I think they’re all doing wonderful work. There are also many local ladies who are doing it in their own small way, who’ve not reached that restaurant level. A lady called Agnes D’sa cooks fantastic Indo-Portuguese style food at her home in Divar Island. In Panjim, Shubhra Shankwalker does Saraswat cuisine. The takeaway from this is that people are trying to lean towards fresh, sustainable, organic, local and seasonal food.
How difficult is it to sustain a business like this where the menu changes as per availability of ingredients?
I believe what people take as a disadvantage is my advantage. The beauty of a constantly changing menu is that nothing is constant! You know, when I take my boys for a market tour, we visit the suppliers and the growers too. We must understand their sentiment. When you look into the eyes of a grower, it’s like a mother saying please take good care of my baby. That’s when we are able to justify what has to be done to a simple pumpkin.
The other day, the general manager of a hotel asked me for some pumpkin flour. So I went to meet the locals, because some of them don’t even have phones. They said, ‘Baba, pumpkin flour season is over. We have pumpkin leaves’. This is what gets chefs thinking creatively. We have to up our game with the changing season.
In 2004, you spent six months in Kolkata at The Oberoi Grand as a trainee. What memories do you have of the city?

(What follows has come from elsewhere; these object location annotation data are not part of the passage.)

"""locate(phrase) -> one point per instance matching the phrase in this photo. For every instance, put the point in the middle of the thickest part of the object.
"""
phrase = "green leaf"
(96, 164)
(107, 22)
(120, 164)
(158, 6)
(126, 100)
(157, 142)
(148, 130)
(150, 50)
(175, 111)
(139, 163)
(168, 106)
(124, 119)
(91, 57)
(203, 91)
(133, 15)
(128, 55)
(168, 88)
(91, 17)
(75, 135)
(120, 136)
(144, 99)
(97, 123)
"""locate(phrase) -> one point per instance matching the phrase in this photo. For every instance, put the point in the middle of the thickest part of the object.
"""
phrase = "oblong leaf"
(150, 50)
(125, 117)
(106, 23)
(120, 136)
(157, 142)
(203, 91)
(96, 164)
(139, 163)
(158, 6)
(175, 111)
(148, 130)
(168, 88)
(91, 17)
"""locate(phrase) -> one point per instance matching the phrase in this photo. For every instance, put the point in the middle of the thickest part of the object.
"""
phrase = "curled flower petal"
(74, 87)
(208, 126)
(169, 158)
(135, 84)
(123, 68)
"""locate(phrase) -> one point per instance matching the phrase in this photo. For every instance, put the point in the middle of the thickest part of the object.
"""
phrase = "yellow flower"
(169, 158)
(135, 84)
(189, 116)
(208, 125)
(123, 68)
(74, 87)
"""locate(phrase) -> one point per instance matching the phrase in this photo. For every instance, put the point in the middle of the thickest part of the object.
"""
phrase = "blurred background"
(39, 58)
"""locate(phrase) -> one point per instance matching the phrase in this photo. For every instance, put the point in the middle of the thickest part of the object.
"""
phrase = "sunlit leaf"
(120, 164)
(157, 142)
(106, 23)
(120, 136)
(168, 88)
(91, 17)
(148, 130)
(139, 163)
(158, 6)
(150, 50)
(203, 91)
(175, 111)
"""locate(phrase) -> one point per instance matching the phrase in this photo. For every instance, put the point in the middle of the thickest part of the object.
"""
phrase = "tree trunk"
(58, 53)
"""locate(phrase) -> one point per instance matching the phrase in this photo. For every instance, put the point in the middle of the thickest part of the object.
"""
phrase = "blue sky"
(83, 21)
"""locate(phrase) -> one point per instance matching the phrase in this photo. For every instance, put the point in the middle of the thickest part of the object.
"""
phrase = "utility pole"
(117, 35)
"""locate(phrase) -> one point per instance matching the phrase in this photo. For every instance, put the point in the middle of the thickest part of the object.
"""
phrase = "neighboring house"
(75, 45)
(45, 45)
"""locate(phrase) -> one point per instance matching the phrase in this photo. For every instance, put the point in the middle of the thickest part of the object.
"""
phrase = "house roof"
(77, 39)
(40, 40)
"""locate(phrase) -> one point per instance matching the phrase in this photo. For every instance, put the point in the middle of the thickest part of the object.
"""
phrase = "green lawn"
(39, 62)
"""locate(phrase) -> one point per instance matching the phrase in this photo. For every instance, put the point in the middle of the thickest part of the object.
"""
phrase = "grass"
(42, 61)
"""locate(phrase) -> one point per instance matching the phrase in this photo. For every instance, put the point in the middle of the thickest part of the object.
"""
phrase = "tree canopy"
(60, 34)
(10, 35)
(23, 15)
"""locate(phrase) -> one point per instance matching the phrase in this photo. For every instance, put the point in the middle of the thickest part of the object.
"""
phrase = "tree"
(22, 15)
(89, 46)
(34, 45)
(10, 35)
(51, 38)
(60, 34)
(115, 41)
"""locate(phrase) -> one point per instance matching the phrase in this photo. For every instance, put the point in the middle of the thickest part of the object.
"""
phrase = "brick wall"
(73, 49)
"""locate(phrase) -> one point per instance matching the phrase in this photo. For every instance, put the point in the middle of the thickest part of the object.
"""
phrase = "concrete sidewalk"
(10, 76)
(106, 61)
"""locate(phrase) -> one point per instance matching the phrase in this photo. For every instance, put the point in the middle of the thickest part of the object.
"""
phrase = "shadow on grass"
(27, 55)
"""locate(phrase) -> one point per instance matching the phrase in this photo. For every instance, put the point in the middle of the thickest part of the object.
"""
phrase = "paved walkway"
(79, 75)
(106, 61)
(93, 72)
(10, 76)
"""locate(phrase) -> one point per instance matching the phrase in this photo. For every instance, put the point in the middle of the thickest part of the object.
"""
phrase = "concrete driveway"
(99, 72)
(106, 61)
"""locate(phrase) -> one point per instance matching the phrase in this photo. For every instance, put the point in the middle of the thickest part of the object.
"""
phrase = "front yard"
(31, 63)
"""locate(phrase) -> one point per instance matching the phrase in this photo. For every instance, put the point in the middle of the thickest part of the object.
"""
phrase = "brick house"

It was also the year when 40 staff members went on a strike. Our team of trainees was brought in overnight to handle the situation. There were 12 people who walked in and we worked relentlessly from 6am and waited to see if the night shift was coming, otherwise we’d continue! The first two months were the toughest and then support staff came in from the other properties. So we’ve seen those days also! We never got the time to go home, so we’d sleep in the executive lockers and party at night sometimes! We worked hard and partied hard.
By the 15th of the month, everyone was kangal, because we wanted to eat everything. We’d go to Tangra, New Alipore and pick up stuff from New Market, visit old Bengali restaurants, even the roadside shacks where you get the jhols. I used to love it. My memory of Kolkata is comfort food. There are so many things in common between Bengalis and Goans… football, music, love for fish and a soft-spoken language.
What’s next for you?
My vision is to take Goan cuisine to the world. I’ve done six pop-ups in six months in some of the best hotels in India as well as local festivals. I try to keep the flavours and sourcing of ingredients authentic and then present them in a sort of fine-dining format. I would love to be in New York or Orlando and rub shoulders with other cuisines of the world and be proud of ours. That's my dream, and that's my vision. I want to change the perception of Goan food. I want to tell the story of Goan food that has never been told before. I think I've done justice to all these people who are my heroes, all these artisans who labour out of love — I want to tell their story through my food.